TEMPO.CO, Jakarta - Direktur Utama PT Semen Indonesia (Persero) Tbk Hendi Priyo Santoso mengatakan kelesuan pasar semen diperparah dengan adanya perlambatan pasar global, salah satunya karena mewabahnya Virus Corona belakangan ini.
"Tantangan yang kami hadapi adalah perlambatan ekonomi sevara global yang dipicu oleh resesi dunia akibat perang dagang Amerika Serikat dengan Cina dan Amerika Serikat dengan Eropa. Pada saat ini juga adanya epidemi virus di Cina membuat pasar semen di dalam dan luar negeri semakin melemah," ujar Hendi dalam rapat bersama Komisi VI Dewan Perwakilan Rakyat di Kompleks Parlemen, Jakarta, Selasa, 18 Februari 2020.
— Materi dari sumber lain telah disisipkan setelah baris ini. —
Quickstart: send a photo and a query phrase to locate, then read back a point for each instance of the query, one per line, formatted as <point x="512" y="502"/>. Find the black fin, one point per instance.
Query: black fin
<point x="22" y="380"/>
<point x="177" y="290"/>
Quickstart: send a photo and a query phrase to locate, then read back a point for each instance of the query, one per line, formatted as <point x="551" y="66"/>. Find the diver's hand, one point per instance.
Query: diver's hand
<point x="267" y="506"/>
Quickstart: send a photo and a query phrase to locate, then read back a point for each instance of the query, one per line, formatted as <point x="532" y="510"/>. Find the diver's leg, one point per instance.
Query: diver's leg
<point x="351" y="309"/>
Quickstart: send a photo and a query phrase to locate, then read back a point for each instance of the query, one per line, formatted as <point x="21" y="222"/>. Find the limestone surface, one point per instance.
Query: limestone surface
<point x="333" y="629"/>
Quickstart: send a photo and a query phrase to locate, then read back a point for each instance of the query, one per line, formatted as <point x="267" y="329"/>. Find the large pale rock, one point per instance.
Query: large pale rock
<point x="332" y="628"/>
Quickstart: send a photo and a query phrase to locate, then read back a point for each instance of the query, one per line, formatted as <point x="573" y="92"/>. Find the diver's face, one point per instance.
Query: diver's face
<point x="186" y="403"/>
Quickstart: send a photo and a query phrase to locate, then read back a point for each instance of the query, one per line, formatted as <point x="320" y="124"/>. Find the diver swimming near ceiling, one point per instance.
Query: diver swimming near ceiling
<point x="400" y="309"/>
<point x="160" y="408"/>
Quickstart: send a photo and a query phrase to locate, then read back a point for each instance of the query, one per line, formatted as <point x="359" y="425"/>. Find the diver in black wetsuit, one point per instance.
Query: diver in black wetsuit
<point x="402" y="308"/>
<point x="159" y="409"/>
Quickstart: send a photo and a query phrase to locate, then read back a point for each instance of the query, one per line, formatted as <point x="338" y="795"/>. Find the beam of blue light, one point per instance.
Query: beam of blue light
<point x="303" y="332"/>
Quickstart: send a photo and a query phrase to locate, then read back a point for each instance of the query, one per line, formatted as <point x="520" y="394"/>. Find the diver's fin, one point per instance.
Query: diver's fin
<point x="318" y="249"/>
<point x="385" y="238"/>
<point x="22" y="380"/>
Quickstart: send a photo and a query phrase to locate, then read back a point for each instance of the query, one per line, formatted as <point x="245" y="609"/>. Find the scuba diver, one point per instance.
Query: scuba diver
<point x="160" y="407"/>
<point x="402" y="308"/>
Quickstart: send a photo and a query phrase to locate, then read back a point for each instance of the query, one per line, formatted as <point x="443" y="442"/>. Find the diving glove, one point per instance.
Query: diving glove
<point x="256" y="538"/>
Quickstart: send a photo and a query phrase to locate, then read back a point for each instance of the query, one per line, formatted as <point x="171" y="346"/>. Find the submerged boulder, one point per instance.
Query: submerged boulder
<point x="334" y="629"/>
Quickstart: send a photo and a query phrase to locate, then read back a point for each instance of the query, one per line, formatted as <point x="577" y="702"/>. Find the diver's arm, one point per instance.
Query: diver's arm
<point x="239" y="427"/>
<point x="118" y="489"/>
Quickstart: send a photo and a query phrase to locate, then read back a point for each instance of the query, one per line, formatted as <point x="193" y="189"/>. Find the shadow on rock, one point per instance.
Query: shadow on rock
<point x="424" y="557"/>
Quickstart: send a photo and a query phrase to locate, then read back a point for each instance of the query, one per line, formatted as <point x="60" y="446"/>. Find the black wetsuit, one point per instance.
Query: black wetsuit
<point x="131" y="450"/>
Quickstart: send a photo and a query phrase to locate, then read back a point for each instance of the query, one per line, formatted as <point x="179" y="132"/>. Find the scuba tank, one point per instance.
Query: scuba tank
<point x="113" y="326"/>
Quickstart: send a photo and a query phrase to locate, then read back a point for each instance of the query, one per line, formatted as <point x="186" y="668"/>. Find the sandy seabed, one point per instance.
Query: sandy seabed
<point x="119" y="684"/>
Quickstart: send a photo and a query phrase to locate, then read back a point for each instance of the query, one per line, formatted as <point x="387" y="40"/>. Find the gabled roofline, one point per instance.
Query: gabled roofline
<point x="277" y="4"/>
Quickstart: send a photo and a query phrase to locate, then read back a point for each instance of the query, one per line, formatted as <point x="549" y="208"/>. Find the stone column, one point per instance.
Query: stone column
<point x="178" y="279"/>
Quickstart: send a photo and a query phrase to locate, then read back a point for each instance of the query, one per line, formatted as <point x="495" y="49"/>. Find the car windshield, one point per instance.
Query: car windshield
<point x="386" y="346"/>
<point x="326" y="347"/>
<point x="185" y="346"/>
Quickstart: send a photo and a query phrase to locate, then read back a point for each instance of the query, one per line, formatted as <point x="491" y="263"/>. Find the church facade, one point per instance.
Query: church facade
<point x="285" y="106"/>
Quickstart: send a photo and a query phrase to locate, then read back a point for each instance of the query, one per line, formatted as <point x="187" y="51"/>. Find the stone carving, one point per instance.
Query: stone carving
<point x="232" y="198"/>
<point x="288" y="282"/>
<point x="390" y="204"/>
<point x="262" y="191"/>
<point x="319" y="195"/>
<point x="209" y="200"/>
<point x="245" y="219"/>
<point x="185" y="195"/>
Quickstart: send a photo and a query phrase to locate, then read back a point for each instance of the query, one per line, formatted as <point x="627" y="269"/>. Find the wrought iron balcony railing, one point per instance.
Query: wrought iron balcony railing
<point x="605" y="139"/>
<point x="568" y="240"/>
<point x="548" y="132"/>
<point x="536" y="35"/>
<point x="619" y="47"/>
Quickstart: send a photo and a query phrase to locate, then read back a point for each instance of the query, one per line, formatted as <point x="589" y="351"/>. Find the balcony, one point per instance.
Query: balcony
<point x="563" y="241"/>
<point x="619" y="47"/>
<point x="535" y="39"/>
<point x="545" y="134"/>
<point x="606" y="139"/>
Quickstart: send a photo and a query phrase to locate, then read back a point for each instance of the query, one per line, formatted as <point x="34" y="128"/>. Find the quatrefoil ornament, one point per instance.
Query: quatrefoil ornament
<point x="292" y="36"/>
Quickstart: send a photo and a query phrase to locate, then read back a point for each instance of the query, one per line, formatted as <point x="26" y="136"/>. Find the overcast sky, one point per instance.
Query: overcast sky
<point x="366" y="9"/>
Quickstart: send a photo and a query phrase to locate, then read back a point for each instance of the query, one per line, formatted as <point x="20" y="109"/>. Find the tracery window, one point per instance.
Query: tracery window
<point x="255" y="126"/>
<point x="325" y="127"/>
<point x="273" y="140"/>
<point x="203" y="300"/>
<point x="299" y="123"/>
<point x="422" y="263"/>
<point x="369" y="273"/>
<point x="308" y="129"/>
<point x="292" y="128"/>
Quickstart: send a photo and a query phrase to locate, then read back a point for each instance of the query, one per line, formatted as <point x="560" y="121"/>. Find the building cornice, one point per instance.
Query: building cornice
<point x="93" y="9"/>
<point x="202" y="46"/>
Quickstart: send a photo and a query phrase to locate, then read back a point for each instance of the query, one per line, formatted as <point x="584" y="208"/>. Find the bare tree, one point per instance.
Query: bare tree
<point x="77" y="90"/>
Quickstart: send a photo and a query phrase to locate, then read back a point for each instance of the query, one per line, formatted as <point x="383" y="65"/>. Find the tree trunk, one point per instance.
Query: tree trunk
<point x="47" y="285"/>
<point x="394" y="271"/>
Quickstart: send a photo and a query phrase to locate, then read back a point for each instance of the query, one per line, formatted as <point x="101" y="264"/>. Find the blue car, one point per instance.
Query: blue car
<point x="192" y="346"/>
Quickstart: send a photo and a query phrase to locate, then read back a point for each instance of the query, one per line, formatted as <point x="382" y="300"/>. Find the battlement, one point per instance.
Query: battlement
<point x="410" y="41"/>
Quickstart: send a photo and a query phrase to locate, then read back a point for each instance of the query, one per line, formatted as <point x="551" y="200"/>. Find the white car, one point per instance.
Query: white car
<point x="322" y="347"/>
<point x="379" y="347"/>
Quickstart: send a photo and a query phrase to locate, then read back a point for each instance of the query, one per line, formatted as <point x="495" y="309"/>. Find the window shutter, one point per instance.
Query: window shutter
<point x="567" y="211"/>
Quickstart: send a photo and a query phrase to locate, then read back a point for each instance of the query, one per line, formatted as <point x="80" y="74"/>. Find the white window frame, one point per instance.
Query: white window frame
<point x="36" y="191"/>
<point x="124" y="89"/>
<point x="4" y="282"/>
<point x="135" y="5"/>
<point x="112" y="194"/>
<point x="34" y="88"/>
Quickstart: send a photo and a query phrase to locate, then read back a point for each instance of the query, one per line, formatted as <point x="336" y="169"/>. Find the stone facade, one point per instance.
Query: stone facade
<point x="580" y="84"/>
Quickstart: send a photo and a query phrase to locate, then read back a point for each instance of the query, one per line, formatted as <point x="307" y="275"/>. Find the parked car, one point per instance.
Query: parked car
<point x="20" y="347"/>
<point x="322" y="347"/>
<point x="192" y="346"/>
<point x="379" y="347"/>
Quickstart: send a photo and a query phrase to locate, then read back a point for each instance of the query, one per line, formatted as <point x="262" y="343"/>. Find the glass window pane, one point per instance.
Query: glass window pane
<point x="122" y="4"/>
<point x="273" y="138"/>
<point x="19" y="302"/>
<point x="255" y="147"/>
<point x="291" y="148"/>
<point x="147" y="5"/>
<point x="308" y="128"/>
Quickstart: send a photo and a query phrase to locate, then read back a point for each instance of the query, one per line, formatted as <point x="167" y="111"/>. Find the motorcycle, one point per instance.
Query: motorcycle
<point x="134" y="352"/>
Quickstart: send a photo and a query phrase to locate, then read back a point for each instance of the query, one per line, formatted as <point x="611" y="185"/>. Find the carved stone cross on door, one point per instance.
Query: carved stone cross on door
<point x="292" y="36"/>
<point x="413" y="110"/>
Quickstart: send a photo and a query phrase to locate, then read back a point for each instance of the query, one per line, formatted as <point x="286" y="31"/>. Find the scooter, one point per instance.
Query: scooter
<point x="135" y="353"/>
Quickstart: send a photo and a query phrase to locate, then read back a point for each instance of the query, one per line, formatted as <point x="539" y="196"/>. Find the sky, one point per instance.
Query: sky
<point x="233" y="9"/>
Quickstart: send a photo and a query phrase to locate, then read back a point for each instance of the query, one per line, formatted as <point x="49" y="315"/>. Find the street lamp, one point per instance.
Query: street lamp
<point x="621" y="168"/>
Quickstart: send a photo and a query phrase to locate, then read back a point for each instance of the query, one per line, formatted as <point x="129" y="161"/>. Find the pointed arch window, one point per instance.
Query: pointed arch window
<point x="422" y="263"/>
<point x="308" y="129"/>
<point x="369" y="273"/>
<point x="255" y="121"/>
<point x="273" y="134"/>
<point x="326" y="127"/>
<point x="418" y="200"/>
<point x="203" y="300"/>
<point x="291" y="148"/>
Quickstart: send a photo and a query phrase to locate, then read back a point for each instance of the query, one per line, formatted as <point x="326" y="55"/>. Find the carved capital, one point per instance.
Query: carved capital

Belakangan, Hendi mengatakan pasar ekspor memang cukup berat dengan adanya kelebihan kapasitas di dalam negeri maupun di regional. Ia mengatakan kelebihan kapasitas itu juga terjadi misalnya di Vietnam, Myanmar, Thailand, hingga Malaysia. Sehingga mereka pun menutup pasarnya. "Jadi konteks kelebihan kapasitas juga terjadi di tempat lain."
Kendati demikian, Hendi melihat masih ada pasar luar negeri yang terbuka, antara lain adalah Filipina yang masih kekurangan produksi semen. Selain itu, Australia dan Selandia Baru juga menjadi pasar lantaran mereka tidak mau membuat pabrik baru. " Fiji dan negara-negara di Pasifik itu juga pasar kami, kebutuhan mereka semua kami yang penuhi."
Dalam kondisi kelebihan kapasitas itu juga, Hendi mengatakan pasar semen Tanah Air juga dibayangi oleh harga murah semen Cina. Ia mengatakan harga jual rata-rata Semen asal Negeri Panda adalah US$ 100 per ton. Sehingga, per sak bisa sangat rendah harganya. Sementara harga semen lokal adalah di kisaran US$ 58 per ton. Akibatnya, persaingan pun bisa menjadi semakin ketat.
"Di Indonesia kan 58 dolar per ton. Jadi kalau di Cina bisa jual lebih murah. Kami lihatnya ini indikasi dumping. Ini sudah terjadi, industri yang sudah terdampak, baja, kaca dan keramik kan," kata Hendi.
Dengan kondisi tersebut, Hendi meminta pemerintah menutup celah impor semen maupun clinker dari negara lain masuk ke Tanah Air. Selain itu, ia juga berharap pemerintah membatasi keluarnya izin pabrik anyar lantaran dikhawatirkan bisa memperburuk kondisi kelebihan kapasitas di tanah air.
Dalam rapat itu, Hendi memang kerap mengeluhkan kelebihan kapasitas produksi semen di Tanah Air. Ia mengatakan kondisi tersebut terjadi lantaran industrinya tidak dibatasi. "Seperti kami alami di Vietnam, di sana saja sudah memiliki aturan untuk tidak membuka pabrik baru selama kondisi pasarnya masih over capacity," ujar Hendi.
Hendi berujar Vietnam baru akan membuka pasarnya kalau kelebihan kapasitas sudah mencapai 5 persen. "Sementara, saat ini di Indonesia kelebihan kapasitas sudah mencapai 45 persen namun pasar masih belum ditutup dan izin pabrik baru masih daja terjadi."
Berdasarkan catatannya pada akhir tahun 2019 saja masih ada penambahan kapasitas produksi semen hampir sembilan juta ton pabrik baru oleh investor asing. Kondisi itu, menurut dia, akan mempersulit dan terjadi persaingan tidak sehat di industri.
Senada dengan Hendi, Direktur Utama Semen Baturaja, Jobi Triananda, juga mengatakan kelebihan pasokan semen nasional juga terasa di wilayahnya, Sematera Selatan. Ia mengatakan kelebihan suplai tersebut cukup besar dan mengganggu pasar sehingga menekan harga penjualan di sana. "Harga hari ini kami harus menjual dengan sangat-sangat tipis sekali untuk menciptakan keuntungan, mengingat sangat kerasnya persaingan di tingkat retail," tutur dia.